Partendo da questo presupposto, il presule ha richiamato tutti i credenti a riscoprire l’importanza dell’Eucaristia: «E allora, cari fratelli – ribadisce l’arcivescovo –, forse è il tempo in cui dobbiamo recuperare i segni del pane e del vino, che sono i segni della umanità di Gesù. Sapete quando è nata la cultura nell’antichità? Quando l’uomo ha scoperto il pane e il vino, ha macinato il grano, ha macinato l’uva, ha fatto il pane e il vino, ha scoperto la cultura. Gesù ha scelto il pane e il vino, perché sono i segni dell’umanità che è capace di donarsi. E Lui si dona fino in fondo. Si dona in quell’ultima cena e si dona sulla croce. E poi dice un’ultima parola che ho sempre cercato di capire bene. Dice che Lui non berrà più quel frutto della vite, fino a quando non lo berrà nuovo nel Regno che viene, “fino al giorno in cui lo berrò nuovo nel Regno di Dio”. Che vuol dire? Vuol dire che arriverà un giorno in cui questo amore, di cui sto parlando, farà fruttificare il Regno di Dio. E allora lo sposo, Gesù, tornerà e sposerà definitivamente la sposa, la Chiesa. E sarà festa, sarà festa eterna. Ma vogliamo entrare anche noi a questo banchetto? Vogliamo entrare anche noi a questa festa? Sì, spero di sì, spero che le moltitudini entrino a questa festa. Ma per farlo, dobbiamo annullare le divisioni, le fazioni, le competizioni, le invidie, le gelosie, le maldicenze, le guerre. Sì, so che sto dicendo una cosa difficile, specialmente in questo momento, ma sono in buona compagnia. Il Papa anche questa mattina (domenica) l’ha ricordato un’altra volta».

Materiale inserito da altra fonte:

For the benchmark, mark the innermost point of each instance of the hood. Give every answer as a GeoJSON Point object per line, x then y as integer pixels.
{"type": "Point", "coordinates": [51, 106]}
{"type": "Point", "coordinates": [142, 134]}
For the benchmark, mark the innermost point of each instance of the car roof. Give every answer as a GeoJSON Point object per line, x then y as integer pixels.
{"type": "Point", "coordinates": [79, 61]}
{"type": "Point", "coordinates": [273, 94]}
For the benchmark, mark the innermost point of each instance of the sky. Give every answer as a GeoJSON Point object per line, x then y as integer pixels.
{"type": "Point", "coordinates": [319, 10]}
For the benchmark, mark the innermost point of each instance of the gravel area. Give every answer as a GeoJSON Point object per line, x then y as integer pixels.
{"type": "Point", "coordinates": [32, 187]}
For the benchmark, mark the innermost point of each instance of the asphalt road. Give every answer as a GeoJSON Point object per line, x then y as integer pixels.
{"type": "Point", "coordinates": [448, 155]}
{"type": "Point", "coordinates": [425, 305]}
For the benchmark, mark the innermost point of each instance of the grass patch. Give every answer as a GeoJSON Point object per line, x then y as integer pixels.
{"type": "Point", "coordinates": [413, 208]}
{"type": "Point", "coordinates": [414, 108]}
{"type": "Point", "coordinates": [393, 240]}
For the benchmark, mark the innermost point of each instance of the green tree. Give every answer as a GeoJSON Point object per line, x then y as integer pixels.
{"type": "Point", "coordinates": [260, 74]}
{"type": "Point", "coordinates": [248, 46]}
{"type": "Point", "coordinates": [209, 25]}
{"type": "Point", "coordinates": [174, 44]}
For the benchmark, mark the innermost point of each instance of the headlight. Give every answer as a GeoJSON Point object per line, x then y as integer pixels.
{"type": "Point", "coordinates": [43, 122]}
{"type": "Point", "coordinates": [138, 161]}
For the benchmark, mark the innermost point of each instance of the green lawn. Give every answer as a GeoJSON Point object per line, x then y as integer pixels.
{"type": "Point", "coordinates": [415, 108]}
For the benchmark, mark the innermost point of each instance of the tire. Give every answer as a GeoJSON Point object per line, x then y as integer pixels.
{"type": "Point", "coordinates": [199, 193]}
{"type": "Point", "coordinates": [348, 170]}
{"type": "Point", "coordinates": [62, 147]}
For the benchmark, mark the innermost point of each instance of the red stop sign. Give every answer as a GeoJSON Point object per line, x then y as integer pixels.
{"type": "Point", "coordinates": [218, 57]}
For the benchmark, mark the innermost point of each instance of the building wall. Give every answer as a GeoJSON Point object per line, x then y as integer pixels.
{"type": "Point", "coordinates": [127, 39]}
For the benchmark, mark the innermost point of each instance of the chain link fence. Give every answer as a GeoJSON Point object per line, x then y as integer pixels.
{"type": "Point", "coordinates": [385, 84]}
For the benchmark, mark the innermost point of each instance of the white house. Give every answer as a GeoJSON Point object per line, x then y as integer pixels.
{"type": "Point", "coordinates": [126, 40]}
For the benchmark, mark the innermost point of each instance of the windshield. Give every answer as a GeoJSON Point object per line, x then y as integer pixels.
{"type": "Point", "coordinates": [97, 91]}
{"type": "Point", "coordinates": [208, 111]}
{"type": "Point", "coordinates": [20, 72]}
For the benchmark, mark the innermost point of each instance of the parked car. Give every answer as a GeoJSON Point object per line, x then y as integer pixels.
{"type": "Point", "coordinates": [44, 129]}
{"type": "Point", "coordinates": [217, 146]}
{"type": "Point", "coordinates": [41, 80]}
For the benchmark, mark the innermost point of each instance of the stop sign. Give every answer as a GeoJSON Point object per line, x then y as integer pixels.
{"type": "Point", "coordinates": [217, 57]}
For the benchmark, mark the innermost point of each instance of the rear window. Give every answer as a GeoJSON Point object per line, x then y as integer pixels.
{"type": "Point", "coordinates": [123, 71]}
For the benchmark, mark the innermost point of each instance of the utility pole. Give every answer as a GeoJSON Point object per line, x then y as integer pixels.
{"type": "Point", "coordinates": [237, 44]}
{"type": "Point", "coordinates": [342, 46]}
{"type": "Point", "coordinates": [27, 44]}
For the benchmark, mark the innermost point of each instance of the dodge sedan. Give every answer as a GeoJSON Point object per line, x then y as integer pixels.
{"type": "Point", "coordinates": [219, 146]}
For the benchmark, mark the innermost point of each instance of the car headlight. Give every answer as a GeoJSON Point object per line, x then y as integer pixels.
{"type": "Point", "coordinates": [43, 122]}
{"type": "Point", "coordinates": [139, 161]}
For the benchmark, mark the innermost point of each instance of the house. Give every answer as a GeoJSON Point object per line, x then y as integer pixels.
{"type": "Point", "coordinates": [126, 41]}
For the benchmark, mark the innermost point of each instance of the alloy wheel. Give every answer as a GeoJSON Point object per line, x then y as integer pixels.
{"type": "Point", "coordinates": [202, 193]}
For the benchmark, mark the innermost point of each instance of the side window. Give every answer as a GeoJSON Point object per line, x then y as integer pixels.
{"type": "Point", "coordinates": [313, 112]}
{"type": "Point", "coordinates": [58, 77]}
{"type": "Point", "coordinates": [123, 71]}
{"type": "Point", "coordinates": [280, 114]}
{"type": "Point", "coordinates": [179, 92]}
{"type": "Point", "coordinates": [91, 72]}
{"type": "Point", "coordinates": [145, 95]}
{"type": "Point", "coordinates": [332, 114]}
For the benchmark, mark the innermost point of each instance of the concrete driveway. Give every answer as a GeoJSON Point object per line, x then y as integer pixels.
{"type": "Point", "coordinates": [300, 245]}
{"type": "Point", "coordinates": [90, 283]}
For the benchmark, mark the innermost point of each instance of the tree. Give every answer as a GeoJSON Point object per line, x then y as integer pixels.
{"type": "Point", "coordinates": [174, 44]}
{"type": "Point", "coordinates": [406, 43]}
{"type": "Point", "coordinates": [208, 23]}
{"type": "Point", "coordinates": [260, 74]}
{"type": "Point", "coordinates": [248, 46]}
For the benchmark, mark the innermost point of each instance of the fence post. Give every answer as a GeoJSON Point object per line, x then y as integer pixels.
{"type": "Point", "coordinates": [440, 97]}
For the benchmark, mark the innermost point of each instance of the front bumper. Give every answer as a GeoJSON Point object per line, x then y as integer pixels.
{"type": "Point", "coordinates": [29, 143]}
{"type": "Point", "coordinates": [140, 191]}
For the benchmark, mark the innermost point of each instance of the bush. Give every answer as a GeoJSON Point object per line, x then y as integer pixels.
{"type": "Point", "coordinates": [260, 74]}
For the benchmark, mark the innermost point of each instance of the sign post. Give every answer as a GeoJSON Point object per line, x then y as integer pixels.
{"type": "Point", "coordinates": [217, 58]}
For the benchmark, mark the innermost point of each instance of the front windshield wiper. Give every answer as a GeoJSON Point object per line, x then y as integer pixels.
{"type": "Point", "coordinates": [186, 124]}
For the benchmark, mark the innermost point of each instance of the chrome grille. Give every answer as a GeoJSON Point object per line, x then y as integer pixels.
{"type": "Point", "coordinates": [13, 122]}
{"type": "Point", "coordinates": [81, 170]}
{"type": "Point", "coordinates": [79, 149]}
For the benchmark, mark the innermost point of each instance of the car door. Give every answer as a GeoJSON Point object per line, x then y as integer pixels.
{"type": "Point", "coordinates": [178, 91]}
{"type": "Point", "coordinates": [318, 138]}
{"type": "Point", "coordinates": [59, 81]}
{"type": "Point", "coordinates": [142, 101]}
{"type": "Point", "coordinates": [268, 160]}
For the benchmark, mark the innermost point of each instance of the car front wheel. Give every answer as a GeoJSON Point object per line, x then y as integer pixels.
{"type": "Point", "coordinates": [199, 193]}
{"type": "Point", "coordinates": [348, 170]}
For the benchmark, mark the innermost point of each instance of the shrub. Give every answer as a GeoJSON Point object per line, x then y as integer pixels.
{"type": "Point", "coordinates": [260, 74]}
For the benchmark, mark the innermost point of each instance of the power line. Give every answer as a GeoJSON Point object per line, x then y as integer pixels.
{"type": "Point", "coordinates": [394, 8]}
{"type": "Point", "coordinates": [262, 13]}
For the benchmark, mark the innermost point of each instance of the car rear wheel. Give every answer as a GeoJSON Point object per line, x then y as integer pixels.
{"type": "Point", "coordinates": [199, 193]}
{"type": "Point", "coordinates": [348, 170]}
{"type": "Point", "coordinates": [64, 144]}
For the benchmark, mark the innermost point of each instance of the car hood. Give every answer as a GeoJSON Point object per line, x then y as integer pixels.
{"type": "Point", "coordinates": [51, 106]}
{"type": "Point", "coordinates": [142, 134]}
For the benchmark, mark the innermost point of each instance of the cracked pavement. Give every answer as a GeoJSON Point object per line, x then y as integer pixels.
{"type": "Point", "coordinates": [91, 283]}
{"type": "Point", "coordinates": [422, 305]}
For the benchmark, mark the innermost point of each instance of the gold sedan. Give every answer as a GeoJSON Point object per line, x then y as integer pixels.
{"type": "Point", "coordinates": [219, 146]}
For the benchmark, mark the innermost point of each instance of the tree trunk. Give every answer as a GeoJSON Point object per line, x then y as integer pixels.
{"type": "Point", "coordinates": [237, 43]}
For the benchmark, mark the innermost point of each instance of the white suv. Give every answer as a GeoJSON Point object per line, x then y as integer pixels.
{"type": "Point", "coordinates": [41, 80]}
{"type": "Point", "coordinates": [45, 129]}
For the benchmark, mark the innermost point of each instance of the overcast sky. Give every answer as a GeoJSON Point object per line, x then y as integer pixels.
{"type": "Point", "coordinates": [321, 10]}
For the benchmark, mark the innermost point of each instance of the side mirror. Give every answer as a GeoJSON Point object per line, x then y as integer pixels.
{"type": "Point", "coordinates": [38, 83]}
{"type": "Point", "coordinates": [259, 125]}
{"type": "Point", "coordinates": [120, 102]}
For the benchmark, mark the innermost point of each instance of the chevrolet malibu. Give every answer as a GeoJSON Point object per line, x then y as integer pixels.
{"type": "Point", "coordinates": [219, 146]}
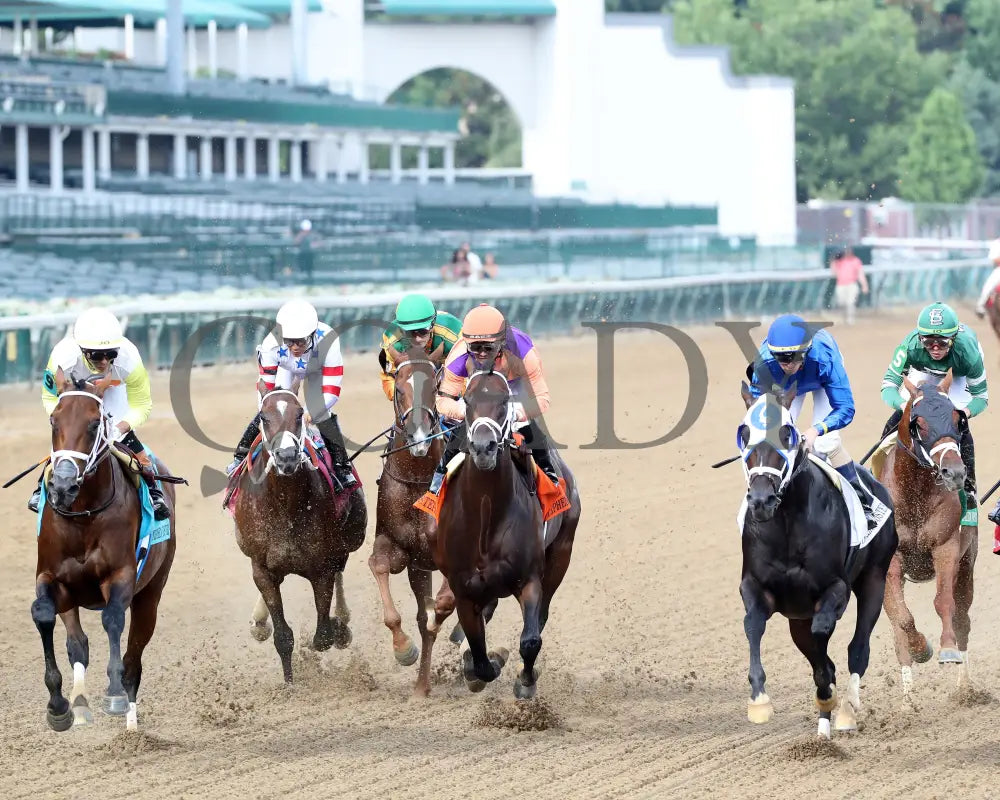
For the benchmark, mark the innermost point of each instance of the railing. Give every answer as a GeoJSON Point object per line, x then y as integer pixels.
{"type": "Point", "coordinates": [229, 330]}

Quindi l’appello finale: «Se continueremo su questa strada – conclude l’arcivescovo Valentinetti -, non andremo da nessuna parte. Anzi, stiamo andando verso il peggio. Ma svegliamoci, perché realmente solo l’amore salverà il mondo. Le guerre non hanno mai risolto nessun problema, li hanno complicato i problemi, sempre, nella storia dell’umanità. Solo l’amore riesce a far superare le divisioni e le difficoltà. So che magari qualcuno di voi sta pensando, “Bravo l’arcivescovo, utopia”. Sì, può darsi, ma l’amore è sempre un’utopia. L’amore è sempre un’utopia, ma guai a noi se non viviamo all’ombra di qualche bella utopia, perché questa è speranza, questo è il futuro, questo è vita eterna. Amen».